The argument on appeal is that it is not fair that the witnesses, friends and neighbors of the defendant, fingered him for the sheriff’s deputy who investigated his one car rollover accident. That it’s not fair that the police information network was able to tell the deputy where he lived, according to his drivers’ licence information. That it’s not fair that the same police information network was able to provide the deputy with the dates of his several previous drunk driving convictions so the deputy was aware that he was investigating a felony. And that it is really, really not fair that the deputy, less than 30 minutes after arriving on the scene, having found and identified the vehicle the defendant had been observed driving away from the scene of the accident, in the driveway of the address on his drivers’ license, and having knocked on the door and then asking his mother if he was at home, and having been told he was, could enter the house and make an arrest after the defendant had taken the trouble to get into bed and pull the covers up over his head. (Apparently I’m going for the Leo Tolstoy sentence length award here.)
So, two counts? After he flipped his own car (mind you, this was in the middle of the afternoon) in front of three or four witnesses, two of whom knew him personally, the defendant called a relative to come get him. Relative came and was walking up and down the side of the road with the defendant, trying to get him to calm down.

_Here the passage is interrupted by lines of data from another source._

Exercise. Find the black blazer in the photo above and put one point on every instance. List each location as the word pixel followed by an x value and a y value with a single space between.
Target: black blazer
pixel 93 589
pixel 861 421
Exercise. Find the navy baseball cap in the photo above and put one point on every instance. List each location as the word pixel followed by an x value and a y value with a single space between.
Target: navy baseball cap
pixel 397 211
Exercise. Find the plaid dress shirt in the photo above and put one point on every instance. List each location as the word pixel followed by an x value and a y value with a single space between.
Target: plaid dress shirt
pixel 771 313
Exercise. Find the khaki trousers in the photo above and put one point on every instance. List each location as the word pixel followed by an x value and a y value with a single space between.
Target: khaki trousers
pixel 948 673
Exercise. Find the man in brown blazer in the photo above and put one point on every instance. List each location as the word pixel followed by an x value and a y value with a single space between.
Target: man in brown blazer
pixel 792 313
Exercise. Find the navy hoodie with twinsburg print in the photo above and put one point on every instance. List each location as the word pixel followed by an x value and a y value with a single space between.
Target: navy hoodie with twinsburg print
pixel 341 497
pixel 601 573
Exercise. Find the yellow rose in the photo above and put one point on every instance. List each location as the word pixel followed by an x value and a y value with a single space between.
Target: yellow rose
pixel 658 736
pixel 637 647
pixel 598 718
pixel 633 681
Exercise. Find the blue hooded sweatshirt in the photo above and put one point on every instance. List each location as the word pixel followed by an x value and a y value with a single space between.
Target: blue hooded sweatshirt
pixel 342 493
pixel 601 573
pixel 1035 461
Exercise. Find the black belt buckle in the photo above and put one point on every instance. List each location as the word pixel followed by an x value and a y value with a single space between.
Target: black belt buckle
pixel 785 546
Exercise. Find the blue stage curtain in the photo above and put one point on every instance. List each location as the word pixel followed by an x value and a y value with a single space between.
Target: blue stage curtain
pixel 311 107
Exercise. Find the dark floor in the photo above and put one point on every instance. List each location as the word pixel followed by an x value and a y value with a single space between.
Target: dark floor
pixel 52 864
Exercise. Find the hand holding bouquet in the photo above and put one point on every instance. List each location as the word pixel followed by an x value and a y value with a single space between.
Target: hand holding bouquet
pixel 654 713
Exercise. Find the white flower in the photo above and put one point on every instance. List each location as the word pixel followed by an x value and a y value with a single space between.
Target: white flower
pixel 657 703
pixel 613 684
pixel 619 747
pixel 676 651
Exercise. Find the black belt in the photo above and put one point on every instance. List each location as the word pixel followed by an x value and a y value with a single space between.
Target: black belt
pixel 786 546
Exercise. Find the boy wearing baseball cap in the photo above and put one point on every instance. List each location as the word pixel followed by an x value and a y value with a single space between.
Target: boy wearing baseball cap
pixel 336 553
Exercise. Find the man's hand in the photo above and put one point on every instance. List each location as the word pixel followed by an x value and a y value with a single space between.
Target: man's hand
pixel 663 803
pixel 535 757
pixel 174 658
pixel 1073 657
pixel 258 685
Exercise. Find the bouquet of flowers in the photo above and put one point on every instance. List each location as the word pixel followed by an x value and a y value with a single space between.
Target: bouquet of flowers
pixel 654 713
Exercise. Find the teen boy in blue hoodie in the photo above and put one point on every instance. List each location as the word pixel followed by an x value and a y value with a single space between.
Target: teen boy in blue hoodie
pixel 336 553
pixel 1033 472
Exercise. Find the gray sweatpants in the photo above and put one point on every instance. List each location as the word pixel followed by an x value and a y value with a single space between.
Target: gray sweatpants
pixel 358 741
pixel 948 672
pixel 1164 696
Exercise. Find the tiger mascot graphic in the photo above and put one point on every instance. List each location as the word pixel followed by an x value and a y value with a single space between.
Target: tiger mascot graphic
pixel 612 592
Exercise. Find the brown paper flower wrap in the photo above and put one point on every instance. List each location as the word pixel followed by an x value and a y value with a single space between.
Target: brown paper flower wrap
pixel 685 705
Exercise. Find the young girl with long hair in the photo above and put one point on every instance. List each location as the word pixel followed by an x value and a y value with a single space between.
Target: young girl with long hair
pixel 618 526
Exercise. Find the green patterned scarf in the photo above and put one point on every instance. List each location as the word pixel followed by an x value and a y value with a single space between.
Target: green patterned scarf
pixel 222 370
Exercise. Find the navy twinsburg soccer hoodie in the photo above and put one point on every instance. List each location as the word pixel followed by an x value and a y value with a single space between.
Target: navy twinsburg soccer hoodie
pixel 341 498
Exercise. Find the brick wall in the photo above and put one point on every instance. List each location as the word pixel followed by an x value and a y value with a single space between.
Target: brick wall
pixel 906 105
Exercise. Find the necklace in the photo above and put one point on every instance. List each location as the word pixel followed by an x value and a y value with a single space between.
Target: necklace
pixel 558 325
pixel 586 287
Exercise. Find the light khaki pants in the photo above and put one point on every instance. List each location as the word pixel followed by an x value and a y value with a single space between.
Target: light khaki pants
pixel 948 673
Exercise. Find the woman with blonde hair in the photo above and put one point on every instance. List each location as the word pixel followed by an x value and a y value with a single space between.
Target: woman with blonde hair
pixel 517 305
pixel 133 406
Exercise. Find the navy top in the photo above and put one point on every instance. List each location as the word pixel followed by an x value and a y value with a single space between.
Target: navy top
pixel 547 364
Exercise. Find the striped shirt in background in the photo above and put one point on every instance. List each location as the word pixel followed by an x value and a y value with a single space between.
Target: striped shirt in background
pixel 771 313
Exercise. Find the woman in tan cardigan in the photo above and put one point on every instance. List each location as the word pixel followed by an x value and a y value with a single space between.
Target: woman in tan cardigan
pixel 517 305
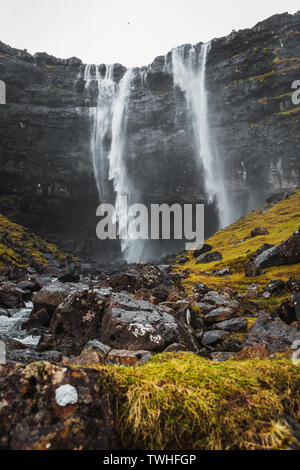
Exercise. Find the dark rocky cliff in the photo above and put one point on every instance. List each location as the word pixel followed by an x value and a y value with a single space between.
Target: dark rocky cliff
pixel 47 180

At this point, the defendant sees the approaching emergency flashers of a volunteer firefighter/EMT and thinks the cops are after him. Well, they were, but not for another ten minutes.
Realizing that he is going to be in deep trouble (not only is he drunk, his license is revoked for the previous set of drunk driving convictions) he decides to make a quick getaway - in his relative’s car. When the relative realizes what is going on, he wisely declines to either ride shotgun or attempt to subdue his bigger, younger, drunker relative, opting to wait for the authorities. The defendant drives off in front of even more witnesses who know him, including the just arrived chief of the local volunteer fire department. Thus, once the defendant is hunted down and a blood alcohol analysis shows he’s, oh, twice the old limit (almost three times the new limit) two, count ‘em two drunk driving charges.

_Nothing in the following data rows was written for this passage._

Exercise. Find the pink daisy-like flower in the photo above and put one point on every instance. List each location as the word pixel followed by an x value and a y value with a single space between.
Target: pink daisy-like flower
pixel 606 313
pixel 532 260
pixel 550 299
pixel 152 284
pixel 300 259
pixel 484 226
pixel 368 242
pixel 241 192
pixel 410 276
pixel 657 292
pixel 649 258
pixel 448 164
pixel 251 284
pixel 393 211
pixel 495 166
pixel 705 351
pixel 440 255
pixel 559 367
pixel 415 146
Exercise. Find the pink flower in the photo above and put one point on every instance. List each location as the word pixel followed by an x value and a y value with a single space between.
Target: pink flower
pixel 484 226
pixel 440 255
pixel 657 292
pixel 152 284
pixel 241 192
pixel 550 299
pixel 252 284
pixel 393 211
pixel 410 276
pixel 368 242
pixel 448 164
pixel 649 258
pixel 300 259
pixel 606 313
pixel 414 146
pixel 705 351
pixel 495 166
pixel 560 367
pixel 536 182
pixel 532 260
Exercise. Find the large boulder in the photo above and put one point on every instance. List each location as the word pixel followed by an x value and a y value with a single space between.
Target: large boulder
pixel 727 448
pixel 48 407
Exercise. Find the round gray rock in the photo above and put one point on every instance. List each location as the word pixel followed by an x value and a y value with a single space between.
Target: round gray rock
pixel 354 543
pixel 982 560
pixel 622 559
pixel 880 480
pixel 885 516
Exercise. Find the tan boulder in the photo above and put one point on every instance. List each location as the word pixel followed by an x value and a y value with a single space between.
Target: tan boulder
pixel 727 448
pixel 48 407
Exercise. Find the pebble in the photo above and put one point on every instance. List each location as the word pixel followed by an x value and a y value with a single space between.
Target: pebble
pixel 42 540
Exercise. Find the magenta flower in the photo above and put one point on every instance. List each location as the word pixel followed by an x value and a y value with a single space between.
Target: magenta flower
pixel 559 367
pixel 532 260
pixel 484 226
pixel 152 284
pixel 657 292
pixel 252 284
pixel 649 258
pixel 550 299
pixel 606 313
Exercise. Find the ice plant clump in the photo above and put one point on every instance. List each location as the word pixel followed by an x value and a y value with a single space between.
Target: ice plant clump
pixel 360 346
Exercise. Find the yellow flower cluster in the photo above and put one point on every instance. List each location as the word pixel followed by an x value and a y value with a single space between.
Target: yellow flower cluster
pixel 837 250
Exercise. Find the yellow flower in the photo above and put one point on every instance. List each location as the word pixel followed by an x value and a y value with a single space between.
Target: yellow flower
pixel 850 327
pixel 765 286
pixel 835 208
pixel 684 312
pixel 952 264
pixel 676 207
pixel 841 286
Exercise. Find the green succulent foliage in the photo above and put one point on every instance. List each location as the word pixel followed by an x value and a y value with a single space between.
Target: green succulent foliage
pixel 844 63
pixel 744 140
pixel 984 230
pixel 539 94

This was a three or four day jury trial. The defendant retained some out of town hot shot who papered the trial court with motions seeking to suppress everything but the color of the arresting officer’s eyes. Some of them even had merit. Eventually, the thing went to trial and the jury convicted on both counts in about 15 minutes.
Anyway, like I said, some of the arguments made by trial counsel had merit and the appellate attorney, also retained, parroted them. I think I’ve covered the law and the real facts fairly well, but my confidence is just a tiny bit shaken by the caviler attitude this panel displayed yesterday. At least today opposing counsel blew the deadline for preserving argument and hasn’t moved for special argument.

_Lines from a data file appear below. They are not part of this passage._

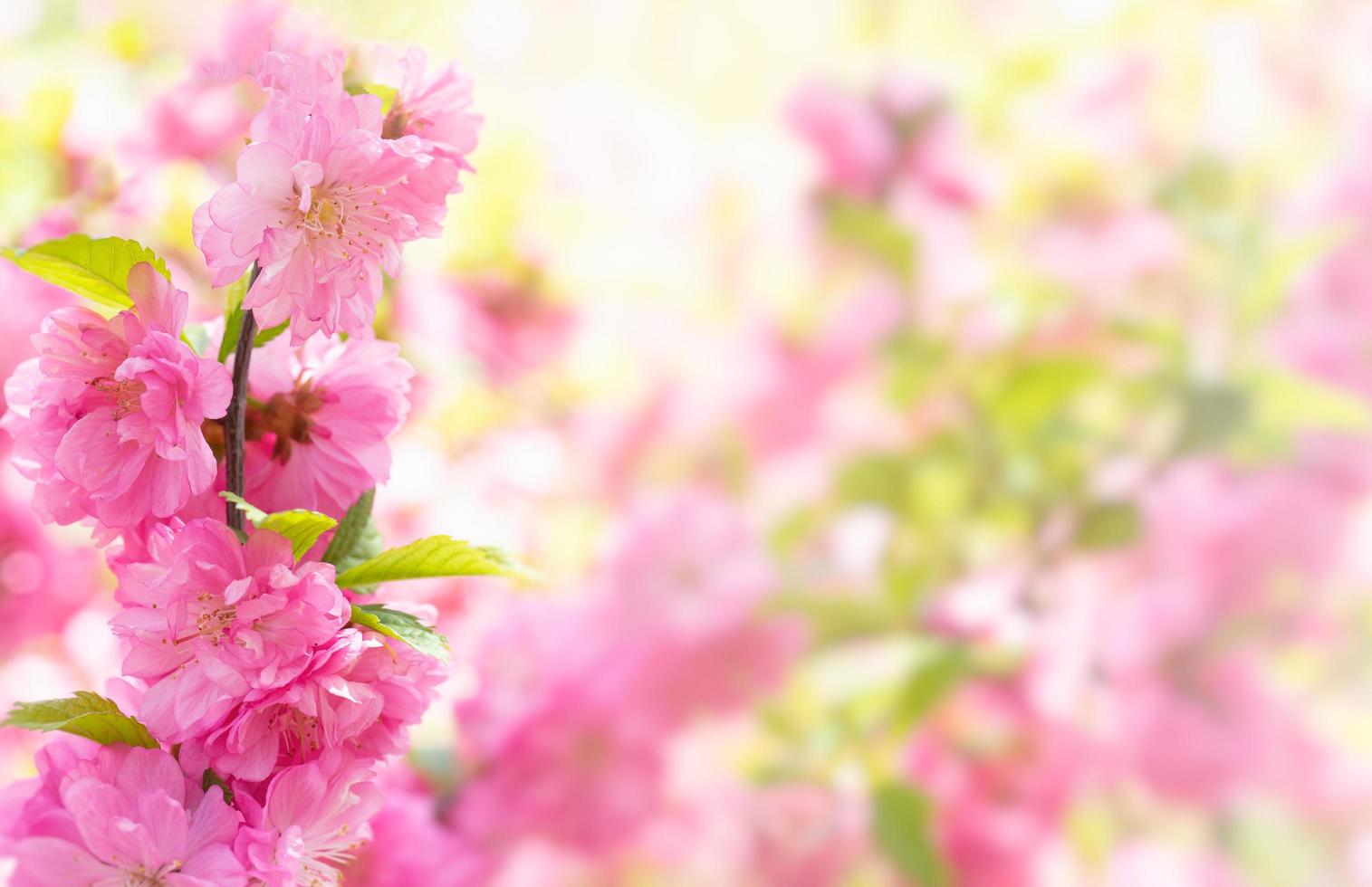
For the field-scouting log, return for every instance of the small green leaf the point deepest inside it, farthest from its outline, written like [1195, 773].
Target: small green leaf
[250, 510]
[1108, 525]
[84, 714]
[197, 336]
[234, 295]
[428, 557]
[300, 525]
[268, 335]
[210, 779]
[402, 626]
[903, 828]
[95, 269]
[354, 522]
[930, 682]
[870, 229]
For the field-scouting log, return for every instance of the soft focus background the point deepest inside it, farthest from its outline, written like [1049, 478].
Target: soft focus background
[943, 428]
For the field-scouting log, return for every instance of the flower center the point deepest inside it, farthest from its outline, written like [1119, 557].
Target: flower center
[287, 415]
[345, 221]
[124, 394]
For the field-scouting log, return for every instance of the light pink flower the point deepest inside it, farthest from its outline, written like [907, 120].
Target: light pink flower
[213, 623]
[320, 437]
[43, 585]
[117, 815]
[999, 805]
[322, 205]
[107, 417]
[309, 822]
[361, 691]
[409, 844]
[582, 768]
[857, 144]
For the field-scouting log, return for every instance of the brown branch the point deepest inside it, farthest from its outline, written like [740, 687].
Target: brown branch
[234, 420]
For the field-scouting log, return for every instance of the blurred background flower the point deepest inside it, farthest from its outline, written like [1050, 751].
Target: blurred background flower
[942, 429]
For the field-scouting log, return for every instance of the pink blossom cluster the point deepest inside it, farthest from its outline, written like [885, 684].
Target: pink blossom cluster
[269, 705]
[567, 742]
[331, 186]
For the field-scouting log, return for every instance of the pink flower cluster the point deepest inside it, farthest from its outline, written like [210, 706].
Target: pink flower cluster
[271, 706]
[571, 732]
[106, 420]
[331, 186]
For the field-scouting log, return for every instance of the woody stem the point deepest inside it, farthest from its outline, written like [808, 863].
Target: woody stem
[234, 420]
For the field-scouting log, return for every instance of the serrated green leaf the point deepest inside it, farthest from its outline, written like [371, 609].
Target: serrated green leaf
[354, 522]
[250, 510]
[95, 269]
[429, 557]
[402, 626]
[268, 335]
[368, 545]
[300, 525]
[903, 828]
[234, 295]
[84, 714]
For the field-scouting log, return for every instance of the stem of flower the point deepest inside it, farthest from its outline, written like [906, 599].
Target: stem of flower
[234, 429]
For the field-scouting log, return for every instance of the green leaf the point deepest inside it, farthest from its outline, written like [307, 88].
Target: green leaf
[84, 714]
[930, 682]
[210, 779]
[300, 525]
[250, 510]
[95, 269]
[356, 521]
[402, 626]
[870, 229]
[268, 335]
[197, 336]
[1108, 525]
[369, 545]
[234, 295]
[429, 557]
[903, 828]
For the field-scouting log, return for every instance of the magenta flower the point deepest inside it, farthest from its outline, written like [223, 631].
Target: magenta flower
[359, 691]
[311, 823]
[322, 205]
[434, 111]
[319, 440]
[295, 722]
[114, 815]
[107, 417]
[213, 623]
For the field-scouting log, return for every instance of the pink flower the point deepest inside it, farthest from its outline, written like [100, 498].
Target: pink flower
[436, 111]
[1001, 774]
[107, 417]
[361, 691]
[43, 585]
[322, 205]
[116, 815]
[311, 823]
[320, 437]
[409, 844]
[687, 564]
[857, 146]
[583, 767]
[215, 623]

Once again I am the first case with anyone endorsed for argument. After the PJ makes his introductory remarks (identical to yesterday’s, as close as I can tell) I head up to the lectern and start my pitch. "May it please the court, . . ." at which point the PJ interrupts and says "Good to see you again, Mister DA. I just wanted to let you know we really appreciated your argument yesterday, it was very helpful. Now, is there anything special we should know about this case?"
OK, obviously, there is some sort of space/time warp on the expressway between my county and the big city! Right! Thanks to extensive training by the United States Army in the days of my misspent youth, I have a finely honed sense of when to quit while I’m ahead. "No, Your Honor, I think I’ve covered everything in my brief, so, unless there are any questions, I’ll let the court get on to the rest of the docket." No questions (thank God!) and I’m on my way to the parking lot. Some days you eat the bear, some days the bear eats you.